200 000 of a given product manufactured with an infant mortality rate of 0,5% means that 1000 units could be expected to fail in the field. Burning in for 24 h reduces this figure by 97% or more, giving an expected field failure of only 30. "This is a vast improvement from 1000 failed units," explains Murton Electronics' MD Brent Maurer, contract manufacturer of electronic products, subassemblies and customised development projects. After this, manufacturers experience diminishing returns for the length of burn-in time.
Semiconductor manufacturers, independent test labs, end-users and contract manufacturers normally perform burn-in. Sample units of new devices or new lots are burned in to provide reliable data for the remaining devices.
Burn-in is done by loading devices into high temperature sockets which make temporary electrical contact with the device leads and are mounted on high temperature circuit boards with circuitry to provide the proper voltages and stimuli to the device. The devices are isolated from one another with passive components which limit the current each device can draw.
The boards containing the devices are then loaded into a convection oven which elevates the temperature of the device and provides an electrical interconnect to the power supplies and signal generators. The devices remain in the oven for a length of time determined to induce failure. The rate at which these devices fail is called the infant mortality rate.

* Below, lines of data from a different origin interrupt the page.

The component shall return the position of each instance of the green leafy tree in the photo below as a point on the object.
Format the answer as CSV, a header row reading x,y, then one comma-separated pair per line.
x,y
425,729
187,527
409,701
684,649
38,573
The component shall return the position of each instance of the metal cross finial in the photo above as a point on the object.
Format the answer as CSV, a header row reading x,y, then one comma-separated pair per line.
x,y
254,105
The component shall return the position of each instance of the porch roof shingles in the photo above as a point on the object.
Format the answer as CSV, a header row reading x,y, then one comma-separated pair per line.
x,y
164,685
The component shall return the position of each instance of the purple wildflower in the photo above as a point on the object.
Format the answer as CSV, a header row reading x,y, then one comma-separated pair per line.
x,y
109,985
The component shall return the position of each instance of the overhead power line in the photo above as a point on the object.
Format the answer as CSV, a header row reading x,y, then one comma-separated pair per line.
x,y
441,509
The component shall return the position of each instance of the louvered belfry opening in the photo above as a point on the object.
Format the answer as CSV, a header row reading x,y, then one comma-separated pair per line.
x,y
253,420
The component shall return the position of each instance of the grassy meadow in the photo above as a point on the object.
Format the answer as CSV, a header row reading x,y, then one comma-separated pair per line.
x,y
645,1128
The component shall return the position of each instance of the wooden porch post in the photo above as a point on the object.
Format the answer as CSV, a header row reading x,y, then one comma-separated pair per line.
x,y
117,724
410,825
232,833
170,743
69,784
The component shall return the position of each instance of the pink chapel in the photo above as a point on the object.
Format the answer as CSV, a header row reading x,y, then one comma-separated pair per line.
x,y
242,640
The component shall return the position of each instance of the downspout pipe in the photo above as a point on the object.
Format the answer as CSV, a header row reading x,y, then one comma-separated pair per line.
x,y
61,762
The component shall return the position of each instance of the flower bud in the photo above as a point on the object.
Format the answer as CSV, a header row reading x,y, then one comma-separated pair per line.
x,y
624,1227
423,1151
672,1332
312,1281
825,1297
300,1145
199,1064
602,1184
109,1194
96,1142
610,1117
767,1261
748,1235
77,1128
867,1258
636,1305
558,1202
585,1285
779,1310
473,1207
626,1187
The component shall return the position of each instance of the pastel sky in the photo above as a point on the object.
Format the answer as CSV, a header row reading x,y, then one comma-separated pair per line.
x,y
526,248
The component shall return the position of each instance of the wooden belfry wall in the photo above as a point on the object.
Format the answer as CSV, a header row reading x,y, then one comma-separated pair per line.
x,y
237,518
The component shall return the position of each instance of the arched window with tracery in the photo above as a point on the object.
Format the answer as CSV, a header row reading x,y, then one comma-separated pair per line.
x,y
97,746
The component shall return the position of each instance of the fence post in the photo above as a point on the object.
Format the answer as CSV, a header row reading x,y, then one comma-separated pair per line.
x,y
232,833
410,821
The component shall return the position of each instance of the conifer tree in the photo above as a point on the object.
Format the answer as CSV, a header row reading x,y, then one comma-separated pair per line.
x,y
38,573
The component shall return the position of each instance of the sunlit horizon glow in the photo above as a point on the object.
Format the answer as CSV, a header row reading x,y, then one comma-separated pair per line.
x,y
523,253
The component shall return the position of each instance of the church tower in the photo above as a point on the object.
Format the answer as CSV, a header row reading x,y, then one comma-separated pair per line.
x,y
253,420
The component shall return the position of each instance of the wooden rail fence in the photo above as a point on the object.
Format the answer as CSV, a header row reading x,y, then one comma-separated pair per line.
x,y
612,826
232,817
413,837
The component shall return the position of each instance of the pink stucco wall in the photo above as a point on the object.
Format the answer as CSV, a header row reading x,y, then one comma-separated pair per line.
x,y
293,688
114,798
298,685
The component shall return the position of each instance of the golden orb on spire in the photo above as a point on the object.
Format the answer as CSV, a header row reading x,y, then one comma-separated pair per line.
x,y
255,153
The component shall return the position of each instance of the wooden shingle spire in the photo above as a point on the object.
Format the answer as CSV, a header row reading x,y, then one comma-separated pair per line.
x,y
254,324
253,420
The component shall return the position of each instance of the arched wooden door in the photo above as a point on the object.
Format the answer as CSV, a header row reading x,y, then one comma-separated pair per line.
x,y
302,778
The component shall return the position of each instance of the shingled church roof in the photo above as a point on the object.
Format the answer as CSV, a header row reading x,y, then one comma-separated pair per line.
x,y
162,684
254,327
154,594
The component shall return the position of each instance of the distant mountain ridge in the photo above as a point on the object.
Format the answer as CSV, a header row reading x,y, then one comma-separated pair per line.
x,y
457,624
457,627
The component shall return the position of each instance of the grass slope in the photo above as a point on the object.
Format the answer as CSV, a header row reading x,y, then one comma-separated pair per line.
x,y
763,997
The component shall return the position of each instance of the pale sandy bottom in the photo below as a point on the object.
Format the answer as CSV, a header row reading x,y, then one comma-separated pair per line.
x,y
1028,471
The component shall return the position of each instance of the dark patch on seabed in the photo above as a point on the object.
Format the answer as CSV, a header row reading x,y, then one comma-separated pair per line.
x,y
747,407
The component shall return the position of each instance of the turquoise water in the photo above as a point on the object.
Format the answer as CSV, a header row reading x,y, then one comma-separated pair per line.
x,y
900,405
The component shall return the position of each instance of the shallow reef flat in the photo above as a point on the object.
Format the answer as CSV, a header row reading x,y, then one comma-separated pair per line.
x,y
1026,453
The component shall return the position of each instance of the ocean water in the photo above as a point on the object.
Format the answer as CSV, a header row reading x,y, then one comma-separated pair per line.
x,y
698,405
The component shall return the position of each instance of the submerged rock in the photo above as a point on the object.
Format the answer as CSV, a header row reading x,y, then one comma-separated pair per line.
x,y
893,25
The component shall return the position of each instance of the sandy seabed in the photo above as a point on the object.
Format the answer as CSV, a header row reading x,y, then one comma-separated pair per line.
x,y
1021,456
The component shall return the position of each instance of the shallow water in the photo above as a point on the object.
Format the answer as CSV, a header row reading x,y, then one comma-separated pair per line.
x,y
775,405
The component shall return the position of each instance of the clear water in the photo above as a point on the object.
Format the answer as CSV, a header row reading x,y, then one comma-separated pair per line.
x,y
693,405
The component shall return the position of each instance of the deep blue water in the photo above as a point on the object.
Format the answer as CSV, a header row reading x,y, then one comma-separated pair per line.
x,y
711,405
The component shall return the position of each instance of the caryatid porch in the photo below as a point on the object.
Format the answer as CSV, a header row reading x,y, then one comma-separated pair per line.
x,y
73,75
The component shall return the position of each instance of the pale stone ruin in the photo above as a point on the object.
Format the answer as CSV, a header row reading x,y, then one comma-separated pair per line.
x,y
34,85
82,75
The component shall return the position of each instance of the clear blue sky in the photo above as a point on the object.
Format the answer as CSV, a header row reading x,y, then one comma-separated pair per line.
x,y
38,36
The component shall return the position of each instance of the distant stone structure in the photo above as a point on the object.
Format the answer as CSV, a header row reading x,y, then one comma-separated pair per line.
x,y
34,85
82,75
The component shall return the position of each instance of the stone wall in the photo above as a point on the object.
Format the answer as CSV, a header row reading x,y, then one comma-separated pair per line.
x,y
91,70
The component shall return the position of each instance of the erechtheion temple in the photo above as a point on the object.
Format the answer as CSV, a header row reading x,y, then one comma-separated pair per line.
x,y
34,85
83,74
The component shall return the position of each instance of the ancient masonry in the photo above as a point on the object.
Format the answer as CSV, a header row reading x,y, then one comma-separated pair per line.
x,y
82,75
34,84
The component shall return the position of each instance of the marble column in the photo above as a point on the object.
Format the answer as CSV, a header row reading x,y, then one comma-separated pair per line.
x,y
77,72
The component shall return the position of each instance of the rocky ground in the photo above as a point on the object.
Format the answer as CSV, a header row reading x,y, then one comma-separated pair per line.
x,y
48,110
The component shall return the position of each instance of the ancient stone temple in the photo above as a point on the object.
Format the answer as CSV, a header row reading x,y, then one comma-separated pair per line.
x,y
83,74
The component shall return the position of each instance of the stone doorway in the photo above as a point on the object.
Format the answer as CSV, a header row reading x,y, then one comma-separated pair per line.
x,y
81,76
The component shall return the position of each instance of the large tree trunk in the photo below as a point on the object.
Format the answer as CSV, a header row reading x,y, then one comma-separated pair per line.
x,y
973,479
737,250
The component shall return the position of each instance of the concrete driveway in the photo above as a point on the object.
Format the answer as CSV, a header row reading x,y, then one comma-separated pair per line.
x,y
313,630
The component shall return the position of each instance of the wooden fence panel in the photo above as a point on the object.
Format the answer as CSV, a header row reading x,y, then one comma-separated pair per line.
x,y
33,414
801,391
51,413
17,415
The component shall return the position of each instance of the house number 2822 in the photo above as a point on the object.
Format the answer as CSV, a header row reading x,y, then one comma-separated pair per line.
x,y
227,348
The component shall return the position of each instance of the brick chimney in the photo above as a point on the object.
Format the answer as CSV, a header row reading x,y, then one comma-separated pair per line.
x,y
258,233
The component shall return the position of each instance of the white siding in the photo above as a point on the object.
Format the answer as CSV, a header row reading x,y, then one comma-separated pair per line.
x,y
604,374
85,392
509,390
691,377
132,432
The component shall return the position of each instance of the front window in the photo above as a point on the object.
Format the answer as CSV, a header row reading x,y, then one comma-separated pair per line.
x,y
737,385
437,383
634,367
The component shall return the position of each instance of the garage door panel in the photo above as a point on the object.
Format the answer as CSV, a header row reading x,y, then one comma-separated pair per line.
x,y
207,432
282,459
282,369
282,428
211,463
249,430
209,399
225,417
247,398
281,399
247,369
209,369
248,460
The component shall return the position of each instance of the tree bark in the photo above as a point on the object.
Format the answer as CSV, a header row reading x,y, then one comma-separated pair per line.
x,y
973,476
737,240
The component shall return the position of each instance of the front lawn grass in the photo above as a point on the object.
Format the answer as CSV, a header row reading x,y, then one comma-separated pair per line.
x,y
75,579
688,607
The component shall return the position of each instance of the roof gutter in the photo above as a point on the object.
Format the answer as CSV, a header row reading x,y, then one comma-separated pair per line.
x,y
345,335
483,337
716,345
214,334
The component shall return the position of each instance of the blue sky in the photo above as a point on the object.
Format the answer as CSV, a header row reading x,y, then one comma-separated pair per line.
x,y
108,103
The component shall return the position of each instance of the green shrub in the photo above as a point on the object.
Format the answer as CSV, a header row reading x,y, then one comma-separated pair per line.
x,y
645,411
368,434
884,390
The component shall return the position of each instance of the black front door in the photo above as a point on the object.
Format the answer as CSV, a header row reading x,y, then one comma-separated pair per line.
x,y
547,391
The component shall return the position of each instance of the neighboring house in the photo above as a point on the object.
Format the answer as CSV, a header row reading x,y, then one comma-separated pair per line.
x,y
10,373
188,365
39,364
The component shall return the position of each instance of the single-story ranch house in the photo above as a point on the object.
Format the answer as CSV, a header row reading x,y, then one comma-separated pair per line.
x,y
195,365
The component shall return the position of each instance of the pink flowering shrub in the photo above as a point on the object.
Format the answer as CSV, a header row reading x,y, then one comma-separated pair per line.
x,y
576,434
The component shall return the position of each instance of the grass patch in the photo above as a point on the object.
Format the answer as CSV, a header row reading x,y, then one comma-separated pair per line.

Most ICs consist of ion junctions implanted on silicon substrate. The junctions are connected with small traces of conductive oxides. The ambient heat and the heat caused by current flow causes the junction temperature to rise. This causes ion 'clouds' which surround the junctions to dissipate from their original locations.
These stresses can lead to premature failure of weaker devices. They can also lead to the failure of nonmarginal devices, if the junction temperature exceeds the manufacturer's maximum rating. At the end of operational life the heat of burn-in has caused the ions to dissipate to the point where the devices no longer function. There are two types of burn-in: lot sampling and operational life testing. In burn-in all of the devices of a particular type are burned in to weed out the weak devices. Lot sampling is a technique where a small control sample is burned in and the statistical data derived from testing those devices is used for the remaining device of the lot.
"Different types of burn-in are designed for different types of devices. We use static burn-in as well as dynamic burn-in, both during the design phase and production phases and test during as well as after burn-in for device system deviation tolerance and failure. This enables us to ensure that we are able to ship goods of consistently high export quality and that potential design flaws are detected during burn-in and rectified," says Maurer.